The lessons went further than simple classroom instruction. The bulk of the vehicle familiarization training was hands-on, giving the Iraqi soldiers the chance to demonstrate their skills. The commandos practiced changing tires and making simple roadside repairs, and learned more serious skills like switching out drivers while on the move in case a soldier is wounded and how to drive without the use of a gas or brake pedal.

“It’s good that we train like this with the Americans,” said Iraqi Army Pfc. Muhammed Omar Salim, commenting that many of the skills they are learning are also taught to Marines before they deploy. “The Americans have experience we can use.”

As part of the course, the Iraqis also learned the proper way to react when faced with an ambush, including weapons techniques and vehicle positioning.
“We’re giving them the best training we can give to be effective in combating the insurgency,” said Wise. “With these tactics and procedures, there’s very little the enemy can throw at them that they wouldn’t be prepared to deal with.”

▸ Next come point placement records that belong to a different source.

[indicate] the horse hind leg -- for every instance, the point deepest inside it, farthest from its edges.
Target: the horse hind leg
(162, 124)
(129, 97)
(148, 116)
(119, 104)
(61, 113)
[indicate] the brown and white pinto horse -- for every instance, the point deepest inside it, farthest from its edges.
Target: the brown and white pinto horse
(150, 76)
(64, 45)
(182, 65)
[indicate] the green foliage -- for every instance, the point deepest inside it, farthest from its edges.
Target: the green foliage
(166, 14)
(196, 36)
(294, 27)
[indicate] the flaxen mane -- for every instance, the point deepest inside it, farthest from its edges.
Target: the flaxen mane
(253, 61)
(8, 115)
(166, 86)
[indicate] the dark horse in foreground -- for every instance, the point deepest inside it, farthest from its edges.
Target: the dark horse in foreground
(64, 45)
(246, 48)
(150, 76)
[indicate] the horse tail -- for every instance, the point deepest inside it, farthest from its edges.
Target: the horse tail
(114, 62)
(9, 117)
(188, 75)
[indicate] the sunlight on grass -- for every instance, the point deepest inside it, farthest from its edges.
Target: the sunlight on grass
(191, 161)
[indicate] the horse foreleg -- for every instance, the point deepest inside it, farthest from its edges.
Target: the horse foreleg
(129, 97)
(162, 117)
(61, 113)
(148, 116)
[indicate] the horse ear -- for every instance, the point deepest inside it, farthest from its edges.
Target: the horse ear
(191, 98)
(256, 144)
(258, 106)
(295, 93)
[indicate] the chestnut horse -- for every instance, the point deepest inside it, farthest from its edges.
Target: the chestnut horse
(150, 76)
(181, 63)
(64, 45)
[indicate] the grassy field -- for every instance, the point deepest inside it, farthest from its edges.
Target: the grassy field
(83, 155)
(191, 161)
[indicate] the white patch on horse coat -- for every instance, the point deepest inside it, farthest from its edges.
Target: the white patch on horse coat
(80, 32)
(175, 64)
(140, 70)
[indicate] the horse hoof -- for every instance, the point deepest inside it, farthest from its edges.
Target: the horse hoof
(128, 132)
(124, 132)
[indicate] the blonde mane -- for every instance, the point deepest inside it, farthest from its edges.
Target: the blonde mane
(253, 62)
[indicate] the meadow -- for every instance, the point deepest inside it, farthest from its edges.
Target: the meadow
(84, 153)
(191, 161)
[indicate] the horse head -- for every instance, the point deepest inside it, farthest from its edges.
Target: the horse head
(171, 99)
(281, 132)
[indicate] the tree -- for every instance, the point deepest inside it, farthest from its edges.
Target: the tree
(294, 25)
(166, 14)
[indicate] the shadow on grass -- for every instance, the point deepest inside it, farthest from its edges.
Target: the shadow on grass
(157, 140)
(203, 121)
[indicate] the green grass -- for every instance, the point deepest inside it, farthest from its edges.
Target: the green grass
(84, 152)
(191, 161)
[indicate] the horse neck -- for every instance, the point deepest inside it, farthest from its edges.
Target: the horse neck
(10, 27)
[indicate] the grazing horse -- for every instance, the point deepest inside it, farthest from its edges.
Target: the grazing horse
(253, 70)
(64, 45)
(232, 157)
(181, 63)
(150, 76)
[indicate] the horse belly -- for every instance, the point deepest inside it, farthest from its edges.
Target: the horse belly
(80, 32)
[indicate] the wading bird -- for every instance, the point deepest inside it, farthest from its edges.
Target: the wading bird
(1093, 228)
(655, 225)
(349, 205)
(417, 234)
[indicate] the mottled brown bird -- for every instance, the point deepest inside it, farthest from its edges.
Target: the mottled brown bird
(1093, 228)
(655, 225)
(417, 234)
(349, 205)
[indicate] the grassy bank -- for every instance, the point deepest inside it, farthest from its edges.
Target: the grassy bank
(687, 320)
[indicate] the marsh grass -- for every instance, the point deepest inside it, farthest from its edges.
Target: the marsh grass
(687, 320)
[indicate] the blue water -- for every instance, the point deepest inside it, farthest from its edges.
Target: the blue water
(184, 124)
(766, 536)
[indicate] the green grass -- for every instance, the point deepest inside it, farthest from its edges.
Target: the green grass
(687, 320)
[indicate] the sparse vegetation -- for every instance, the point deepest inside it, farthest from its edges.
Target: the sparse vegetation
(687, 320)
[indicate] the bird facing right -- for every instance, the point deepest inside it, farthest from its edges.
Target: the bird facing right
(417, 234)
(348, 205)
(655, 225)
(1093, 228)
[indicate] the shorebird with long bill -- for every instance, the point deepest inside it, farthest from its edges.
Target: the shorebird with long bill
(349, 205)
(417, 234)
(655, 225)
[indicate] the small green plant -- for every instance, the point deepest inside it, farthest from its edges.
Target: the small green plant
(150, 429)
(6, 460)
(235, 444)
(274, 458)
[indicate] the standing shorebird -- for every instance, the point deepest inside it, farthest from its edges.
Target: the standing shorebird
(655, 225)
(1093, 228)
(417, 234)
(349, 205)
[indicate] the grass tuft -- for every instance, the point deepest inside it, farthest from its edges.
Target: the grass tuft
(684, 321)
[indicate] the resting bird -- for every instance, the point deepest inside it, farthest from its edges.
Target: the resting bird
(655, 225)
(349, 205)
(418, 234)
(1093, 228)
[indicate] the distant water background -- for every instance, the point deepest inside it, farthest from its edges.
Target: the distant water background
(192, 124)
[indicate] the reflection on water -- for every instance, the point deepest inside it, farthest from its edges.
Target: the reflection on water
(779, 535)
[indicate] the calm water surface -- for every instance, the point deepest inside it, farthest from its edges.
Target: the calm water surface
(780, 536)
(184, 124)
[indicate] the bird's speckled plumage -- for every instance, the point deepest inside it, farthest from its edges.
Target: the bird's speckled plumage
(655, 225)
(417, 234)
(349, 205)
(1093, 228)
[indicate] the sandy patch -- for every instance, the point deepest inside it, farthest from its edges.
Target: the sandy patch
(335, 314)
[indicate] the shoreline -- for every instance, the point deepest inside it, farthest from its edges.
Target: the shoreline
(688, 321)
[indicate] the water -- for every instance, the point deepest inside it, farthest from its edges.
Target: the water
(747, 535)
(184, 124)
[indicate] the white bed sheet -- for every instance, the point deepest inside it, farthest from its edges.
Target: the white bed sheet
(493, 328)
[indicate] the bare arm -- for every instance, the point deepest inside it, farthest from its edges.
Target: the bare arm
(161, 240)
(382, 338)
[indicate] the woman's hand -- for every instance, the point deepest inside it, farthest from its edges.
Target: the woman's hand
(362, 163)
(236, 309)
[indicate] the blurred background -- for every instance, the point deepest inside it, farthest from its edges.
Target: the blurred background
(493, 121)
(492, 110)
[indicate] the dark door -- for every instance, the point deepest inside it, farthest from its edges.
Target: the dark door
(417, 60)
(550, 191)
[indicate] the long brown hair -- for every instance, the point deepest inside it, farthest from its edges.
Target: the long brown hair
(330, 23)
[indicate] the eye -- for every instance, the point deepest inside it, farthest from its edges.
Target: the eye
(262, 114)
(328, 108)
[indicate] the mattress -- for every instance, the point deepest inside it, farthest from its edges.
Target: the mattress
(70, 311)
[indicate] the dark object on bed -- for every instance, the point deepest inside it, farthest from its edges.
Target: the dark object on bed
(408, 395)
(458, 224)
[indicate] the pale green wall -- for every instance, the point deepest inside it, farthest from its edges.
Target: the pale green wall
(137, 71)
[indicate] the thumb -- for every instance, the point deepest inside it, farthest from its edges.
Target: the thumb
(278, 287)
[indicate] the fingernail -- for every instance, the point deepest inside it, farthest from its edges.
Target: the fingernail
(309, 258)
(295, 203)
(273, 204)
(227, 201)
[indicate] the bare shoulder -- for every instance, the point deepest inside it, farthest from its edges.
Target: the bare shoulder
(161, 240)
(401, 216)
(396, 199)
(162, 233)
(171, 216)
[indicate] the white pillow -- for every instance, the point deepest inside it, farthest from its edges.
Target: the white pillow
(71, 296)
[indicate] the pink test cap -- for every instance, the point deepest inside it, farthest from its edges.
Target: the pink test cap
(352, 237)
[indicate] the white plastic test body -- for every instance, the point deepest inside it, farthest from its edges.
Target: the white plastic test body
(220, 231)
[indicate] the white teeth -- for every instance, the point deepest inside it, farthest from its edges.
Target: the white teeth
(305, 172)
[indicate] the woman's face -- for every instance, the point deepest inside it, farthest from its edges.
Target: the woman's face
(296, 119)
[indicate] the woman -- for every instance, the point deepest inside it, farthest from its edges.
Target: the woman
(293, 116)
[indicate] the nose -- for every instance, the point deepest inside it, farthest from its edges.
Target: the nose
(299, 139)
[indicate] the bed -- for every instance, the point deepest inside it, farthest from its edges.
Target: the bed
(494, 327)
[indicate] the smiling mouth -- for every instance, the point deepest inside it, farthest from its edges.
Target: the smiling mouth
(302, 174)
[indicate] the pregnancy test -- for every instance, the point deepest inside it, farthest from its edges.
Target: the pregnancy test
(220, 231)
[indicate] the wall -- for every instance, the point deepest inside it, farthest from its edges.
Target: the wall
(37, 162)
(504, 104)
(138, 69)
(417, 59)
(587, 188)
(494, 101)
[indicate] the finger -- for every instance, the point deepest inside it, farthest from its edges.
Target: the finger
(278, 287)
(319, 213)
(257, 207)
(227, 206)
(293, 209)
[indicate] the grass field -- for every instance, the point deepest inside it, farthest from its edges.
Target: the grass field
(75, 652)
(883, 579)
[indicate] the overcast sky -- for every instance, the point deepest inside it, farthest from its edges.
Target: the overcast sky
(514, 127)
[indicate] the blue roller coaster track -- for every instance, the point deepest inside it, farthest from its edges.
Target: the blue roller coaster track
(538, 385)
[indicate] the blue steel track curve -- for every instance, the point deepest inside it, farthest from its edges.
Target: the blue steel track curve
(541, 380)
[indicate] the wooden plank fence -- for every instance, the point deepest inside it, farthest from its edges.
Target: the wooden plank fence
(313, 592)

The commando unit’s officers are also taking on a different role, increasing their participation and ensuring all of the troops under their command understand the fundamentals of what they are doing and that they do their parts to the best of their ability.

“The officers are definitely starting to show a lot more participation,” added Wise.

Throughout the training, their leaders took the time to walk over and ensure each team knew exactly what they were doing and why.

“This is a different kind of driving,” said Salim, as he drove one of his unit’s vehicles down the road, steadily picking up speed. “But I think we’re ready for it.”
“Boom!”

After yelling the signal, Salim let go of the wheel and slumped backward. Instantly, another soldier grabbed the clutch and steering wheel to control the speeding vehicle and brought it to a safe and screeching halt.

It was a perfectly executed, textbook maneuver that demonstrated the Iraqi soldiers’ grasp of the subject, a knowledge that may one day save their lives and those of others. With the vehicle training under their belt, the Iraqi commandos moved on to other topics to make them more well-rounded soldiers capable of securing their own country.